4. Behind Enemy Lines
2001Directed by John Moore
Owen Wilson as Lt. Chris Burnett
Set in war-torn Bosnia, this is a kick-ass action flick starring Wilson as a Navy flight navigator shot down over enemy territory. The action is fairly engaging but the attempts at humor are lame and it’s a hackneyed script. Gene Hackman plays the commanding officer intent on bringing his boy home to safety. It isn’t as suspenseful as it should be partly because Wilson isn’t convincing. He’s more suited to being a laid back dude than someone fighting for survival. He always looks like a puppy. An alternate casting choice would have made it grittier and when is he going to get his nose fixed?
3. The Black Shield of Falworth
1954Directed by Rudolph Maté
Tony Curtis as Myles Falworth
Tony Curtis proved himself to be a great actor when he was allowed to stretch himself in The Boston Strangler and The Sweet Smell of Success, but a kid from the Bronx was never going to pass himself off as an English knight in the time of King Henry IV. The miscasting makes it an entertaining yarn in fact and Curtis is very watchable. Highlight of the movie is the famous quote, ‘yonduh lies duh castle of my fadduh’. Photo: Dr. Macro’s High Quality Movie Scans
2. The World Is Not Enough
1999Directed by Michael Apted
Denise Richards as Dr. Christmas Jones
Denise Richards is famous for her on and off screen relationships: she paired up with Neve Campbell onscreen in Wild Things and had a volatile off screen marriage to Charlie Sheen. She also has a long sitcom history, appearing in: Spin City, Melrose Place, Friends, Two and a Half Men, and Seinfeld. She has appeared in Playboy at least twice and most recently, she had her own reality show. Not the most serious body of work.
So perhaps that’s why her portrayal of Doctor Christmas Jones won her a Razzie (“the foremost authority on all things that suck on the big screen”) for worst supporting actress.
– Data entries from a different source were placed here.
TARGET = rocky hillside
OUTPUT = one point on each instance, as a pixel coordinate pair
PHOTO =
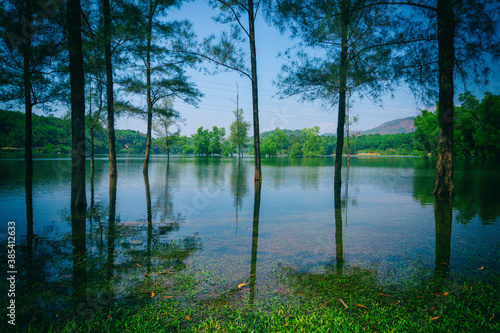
(398, 126)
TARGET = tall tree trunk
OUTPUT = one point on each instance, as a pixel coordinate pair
(342, 94)
(113, 172)
(443, 214)
(110, 265)
(148, 80)
(78, 199)
(255, 93)
(339, 245)
(28, 106)
(255, 242)
(92, 166)
(446, 35)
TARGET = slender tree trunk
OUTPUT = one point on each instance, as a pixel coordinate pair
(148, 80)
(255, 242)
(342, 94)
(113, 172)
(339, 245)
(446, 35)
(443, 214)
(92, 166)
(110, 265)
(78, 240)
(77, 81)
(255, 93)
(28, 106)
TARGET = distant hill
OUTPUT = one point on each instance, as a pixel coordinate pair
(398, 126)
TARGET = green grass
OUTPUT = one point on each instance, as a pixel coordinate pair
(350, 301)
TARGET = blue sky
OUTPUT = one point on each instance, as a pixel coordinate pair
(219, 101)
It’s not surprising that audiences found it difficult to believe Richards in the role of “tough American nuclear physicist.” More surprising? The unquestionably attractive Denise Richards and Pierce Brosnan were also nominated for the “worst screen couple” Razzie. While they rush to recapture and disarm a nuclear warhead and disarm it, their lack of onscreen chemistry is anything but explosive.
Yes, we expect Bond films to be campy – that’s what we like about them. We also expect the Bond women to be smoking hot and Richards’ performance in this flick is uncharacteristically cold. It also doesn’t take a brain scientist to figure out that casting Denise Richards as a nuclear scientist is just silly.
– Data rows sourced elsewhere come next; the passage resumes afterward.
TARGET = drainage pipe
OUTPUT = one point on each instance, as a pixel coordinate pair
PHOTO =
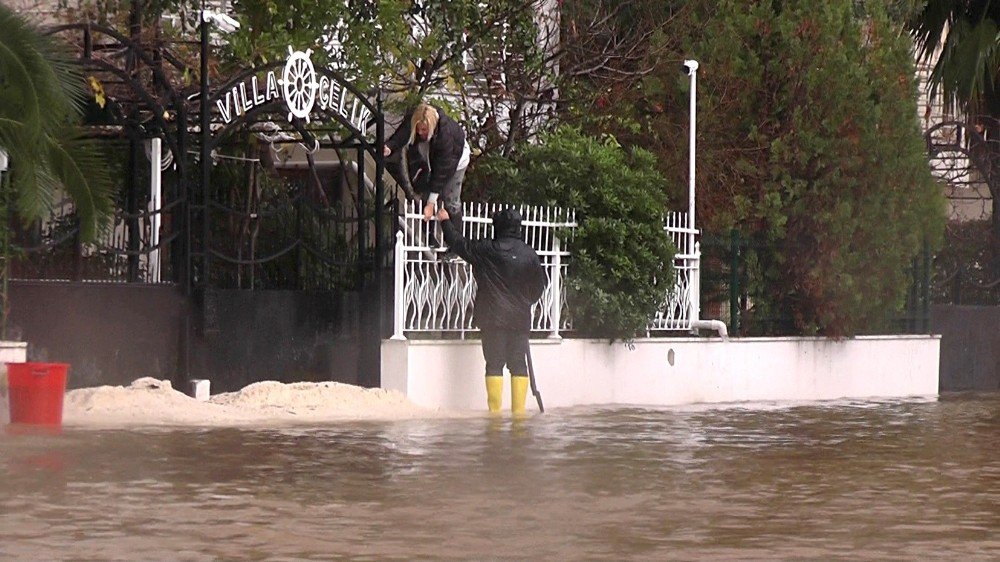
(717, 325)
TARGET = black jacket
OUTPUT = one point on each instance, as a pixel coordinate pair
(446, 147)
(509, 275)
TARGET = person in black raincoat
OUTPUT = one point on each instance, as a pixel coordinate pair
(509, 279)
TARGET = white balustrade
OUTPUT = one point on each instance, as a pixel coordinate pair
(433, 294)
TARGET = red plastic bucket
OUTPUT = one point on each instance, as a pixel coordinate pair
(35, 392)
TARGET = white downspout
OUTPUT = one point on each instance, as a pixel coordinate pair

1. Robin Hood: Prince of Thieves
1991Directed by Kevin Reynolds
Kevin Costner as Robin Hood
When Hollywood studios insist on shoehorning in an American actor to star in a quintessentially English film, it is really annoying to the Brits. OK, Errol Flynn was an Aussie but he was a lot more convincing, plus there is the added insult of Christian Slater as Will Scarlett and Michael McShane as Friar Tuck. Morgan Freeman was cast too but that man can play anything. It’s doubtful that Robin Hood, if he ever existed, was quite so clean cut as Mr. Costner. He is perfectly groomed despite living rough in the forest. He makes no attempt at a suitable accent and he doesn’t appear to have any sense of impending danger.